Longe disso, a investigação do GPEIA demonstra como a interação dos docentes com os alunos é cercada por estereótipos. “Enquanto os homens são vistos como complexos, as mulheres são vistas como seres mais planos: ou cai no estereótipo da mãe, afetuosa ou megera, com perfil rígido” explicou Ana Elisa.

Uma pesquisa citada pela professora mostrou que, entre 2008 e 2017, os homens representaram 80% dos candidatos inscritos nos concursos para docência da USP. No mesmo período, também não houve um crescimento no número de mulheres inscritas.

Luta contínua

“Na época em que eu entrei na Poli, éramos 29 mulheres em 620 alunos”, conta Liedi Bernucci, hoje professora da EP-USP e diretora-presidente do Instituto de Pesquisas Tecnológicas do Estado de São Paulo (IPT).

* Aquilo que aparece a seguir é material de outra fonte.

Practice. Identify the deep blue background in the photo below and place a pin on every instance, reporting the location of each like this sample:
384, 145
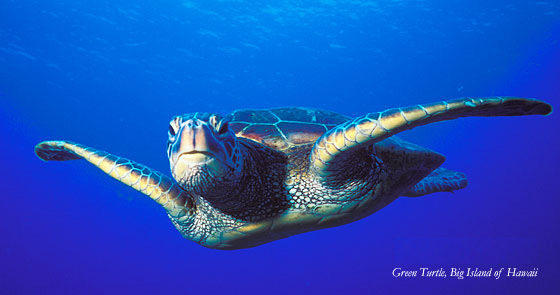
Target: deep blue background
110, 74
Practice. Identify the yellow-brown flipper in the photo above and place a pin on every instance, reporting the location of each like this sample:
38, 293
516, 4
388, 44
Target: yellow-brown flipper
154, 184
374, 127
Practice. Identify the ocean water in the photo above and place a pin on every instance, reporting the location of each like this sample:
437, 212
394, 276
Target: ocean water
110, 74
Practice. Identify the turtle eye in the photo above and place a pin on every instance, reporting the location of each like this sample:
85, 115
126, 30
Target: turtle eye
172, 126
222, 127
171, 130
214, 121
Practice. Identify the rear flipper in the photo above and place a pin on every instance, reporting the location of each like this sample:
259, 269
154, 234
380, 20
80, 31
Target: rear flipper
440, 180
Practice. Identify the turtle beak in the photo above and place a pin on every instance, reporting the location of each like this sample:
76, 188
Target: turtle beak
196, 148
196, 143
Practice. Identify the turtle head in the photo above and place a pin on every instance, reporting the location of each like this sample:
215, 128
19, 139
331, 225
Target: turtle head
204, 154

Liedi foi a primeira diretora da EP-USP. “Como são poucas mulheres em posição de liderança, eu entendia como era importante meu cargo de diretora para as alunas que ingressavam, para um aumento da autoestima”, disse.

Ela contou que quando ingressou como estudante, no final dos anos 70, as piadas e o deboche com as alunas da escola eram comuns, vindo até mesmo dos professores. Agora, segundo ela, as discriminações são sutis, “microagressões, como é próprio do ambiente acadêmico”.

“Essa é uma conversa que precisamos continuar”, afirmou a professora Roseli, com a esperança de que o evento tenha sido um de muitos para impulsionar as mulheres na carreira docente e romper com o silêncio e o apagamento de gênero próprios da comunidade científica.